GK: Approximate Bayesian Computation¶
Approximate Bayesian Computation (ABC) is often useful when the likelihood is costly to compute. The generalized GK distribution [76] is a distribution defined by the inverse of its cumulative distribution function. It is therefore easy to sample from, but difficult to obtain analytical likelihood functions.
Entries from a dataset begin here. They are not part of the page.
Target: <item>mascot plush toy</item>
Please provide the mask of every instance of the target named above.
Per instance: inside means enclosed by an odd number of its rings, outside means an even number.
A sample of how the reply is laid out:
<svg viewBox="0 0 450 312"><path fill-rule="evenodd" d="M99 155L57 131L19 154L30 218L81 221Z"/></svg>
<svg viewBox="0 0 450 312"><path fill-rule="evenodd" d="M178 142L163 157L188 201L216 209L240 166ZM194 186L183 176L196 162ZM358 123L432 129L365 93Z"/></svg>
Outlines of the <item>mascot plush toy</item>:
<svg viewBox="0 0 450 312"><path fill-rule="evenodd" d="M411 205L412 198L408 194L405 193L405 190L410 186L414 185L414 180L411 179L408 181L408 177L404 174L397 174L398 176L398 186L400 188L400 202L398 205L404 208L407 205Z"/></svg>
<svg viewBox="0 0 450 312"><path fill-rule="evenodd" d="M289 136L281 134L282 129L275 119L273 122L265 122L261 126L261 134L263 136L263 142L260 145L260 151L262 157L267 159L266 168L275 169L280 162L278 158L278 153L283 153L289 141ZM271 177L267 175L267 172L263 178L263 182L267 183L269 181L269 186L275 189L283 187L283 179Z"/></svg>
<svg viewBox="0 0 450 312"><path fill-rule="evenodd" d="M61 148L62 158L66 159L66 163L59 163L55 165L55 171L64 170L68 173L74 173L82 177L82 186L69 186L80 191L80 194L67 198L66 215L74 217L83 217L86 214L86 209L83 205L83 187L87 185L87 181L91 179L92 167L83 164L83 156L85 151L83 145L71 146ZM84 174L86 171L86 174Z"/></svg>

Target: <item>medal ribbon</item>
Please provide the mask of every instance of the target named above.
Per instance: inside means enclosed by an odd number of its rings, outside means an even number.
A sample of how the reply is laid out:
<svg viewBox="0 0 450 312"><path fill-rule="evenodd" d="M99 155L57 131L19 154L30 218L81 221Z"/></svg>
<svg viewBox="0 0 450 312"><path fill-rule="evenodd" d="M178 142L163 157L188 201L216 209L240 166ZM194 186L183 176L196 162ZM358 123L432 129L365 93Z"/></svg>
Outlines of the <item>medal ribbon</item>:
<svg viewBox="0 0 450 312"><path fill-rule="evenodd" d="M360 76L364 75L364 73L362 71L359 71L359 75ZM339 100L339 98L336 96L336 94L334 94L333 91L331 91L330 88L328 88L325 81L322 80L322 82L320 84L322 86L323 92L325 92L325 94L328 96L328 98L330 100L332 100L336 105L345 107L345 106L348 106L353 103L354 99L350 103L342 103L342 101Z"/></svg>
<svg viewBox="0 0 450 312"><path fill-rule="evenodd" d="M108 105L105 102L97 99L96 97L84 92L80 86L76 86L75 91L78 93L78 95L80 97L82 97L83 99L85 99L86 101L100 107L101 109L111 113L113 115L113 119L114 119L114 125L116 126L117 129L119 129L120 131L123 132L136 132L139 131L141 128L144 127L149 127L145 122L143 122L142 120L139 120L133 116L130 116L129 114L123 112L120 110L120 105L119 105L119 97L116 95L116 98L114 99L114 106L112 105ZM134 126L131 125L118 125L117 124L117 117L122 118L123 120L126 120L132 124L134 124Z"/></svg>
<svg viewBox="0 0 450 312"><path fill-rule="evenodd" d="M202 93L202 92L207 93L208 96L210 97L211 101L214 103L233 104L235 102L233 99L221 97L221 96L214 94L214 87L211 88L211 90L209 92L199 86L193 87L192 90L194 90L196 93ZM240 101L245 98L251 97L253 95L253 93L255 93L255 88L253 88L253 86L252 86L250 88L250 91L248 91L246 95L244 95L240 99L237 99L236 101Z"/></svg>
These properties make the GK distribution well suited for ABC. The following is a simulation study that mirrors [1].
Model¶
Analysis Program¶
using Mamba
@everywhere extensions = quote
using Distributions
import Distributions: location, scale, skewness, kurtosis, minimum, maximum,
quantile
immutable GK <: ContinuousUnivariateDistribution
A::Float64
B::Float64
g::Float64
k::Float64
c::Float64
function GK(A::Real, B::Real, g::Real, k::Real, c::Real)
## check args
0.0 <= c < 1.0 || throw(ArgumentError("c must be in [0, 1)"))
## create distribution
new(A, B, g, k, c)
end
GK(A::Real, B::Real, g::Real, k::Real) = GK(A, B, g, k, 0.8)
end
## Parameters
location(d::GK) = d.A
scale(d::GK) = d.B
skewness(d::GK) = d.g
kurtosis(d::GK) = d.k
asymmetry(d::GK) = d.c
minimum(d::GK) = -Inf
maximum(d::GK) = Inf
function quantile(d::GK, p::Float64)
z = quantile(Normal(), p)
z2gk(d, z)
end
function z2gk(d::GK, z::Float64)
term1 = exp(-skewness(d) * z)
term2 = (1.0 + asymmetry(d) * (1.0 - term1) / (1.0 + term1))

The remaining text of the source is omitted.